This hands-on, high-energy workshop gives school nutrition leaders a real medical understanding of how food becomes health (or disease) in children. Pediatrician Dr. Manasa Mantravadi guides participants through five essential topics every district must understand: sugar, salt, fruits & vegetables, whole grains, and plastic exposure.
Using real clinical cases, simplified physiology, and the latest published pediatric evidence, participants will interpret glucose curves, compare sodium levels, analyze whole grains vs. refined grains, evaluate produce-based meal patterns, and assess the health risks of plastic foodware.
Attendees leave equipped with the medical “why” behind school meal decisions—and clear, practical ways to improve child health starting immediately.
When Americans picture healthcare workers, they imagine someone like Dr. Manasa Mantravadi—a pediatrician in a white coat or a nurse at a bedside. But one of our most powerful public health workers stands behind a lunch line in a hairnet, serving your child a warm plate of food nearly every school day.
For millions of children, the first—and sometimes only—line of defense against hunger is the school cafeteria. The person behind the tray isn’t just feeding our children—they’re meant to be protecting their health. That was the original vision of the National School Lunch Program when it launched in 1946: to safeguard children’s health and support American farmers. Today, however, the program is struggling to fully deliver on that promise.
Over 30 million children rely on school meals each day. For many low-income students, that meal might be their only food of the day. Yet we allocate just $4.50 per child to cover food, labor, equipment, and utilities. With only 40% going to food, that leaves less than $2.00 for actual ingredients. Rising food prices—up over 20% in recent years—leaves nutrition teams with an impossible task: serve balanced healthy meals and support staff on less than the cost of an average latte.
To make ends meet, many schools rely on ultra-processed commodities: shelf-stable food products and plastic-wrapped entrées served on disposable styrofoam trays.
Today, 67% of an American child’s calories come from ultra-processed foods (UPF)—industrial products filled with additives, dyes, and preservatives. Often packaged, stored, or served in plastics—the combination of UPFs and plastic chemicals expose children to endocrine-disrupting chemicals that have been linked to obesity, diabetes, early puberty, and neurodevelopmental disorders like ADHD.

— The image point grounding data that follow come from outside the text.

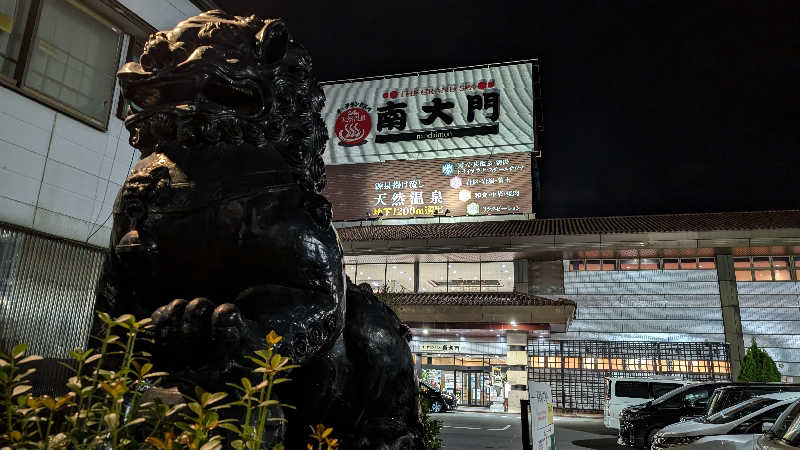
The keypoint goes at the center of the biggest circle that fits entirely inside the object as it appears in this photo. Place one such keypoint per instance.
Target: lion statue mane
(221, 234)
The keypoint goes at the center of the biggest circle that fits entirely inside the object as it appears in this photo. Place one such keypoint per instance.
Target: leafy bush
(104, 409)
(758, 366)
(431, 428)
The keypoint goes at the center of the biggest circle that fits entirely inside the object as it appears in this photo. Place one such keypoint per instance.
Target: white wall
(162, 14)
(58, 175)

Kids aren’t making bad choices—they’re responding to what’s affordable, available, and aggressively marketed. In schools, meals are still often heat-and-serve, plastic-laden, and heavily processed—not out of apathy, but due to systemic constraints. The National School Lunch Program serves 5 billion meals a year, making it the second-largest federally funded food program—and the largest restaurant chain in America, bigger than McDonald’s, Starbucks, and Subway combined. That scale presents a powerful opportunity to shift the trajectory of children’s health.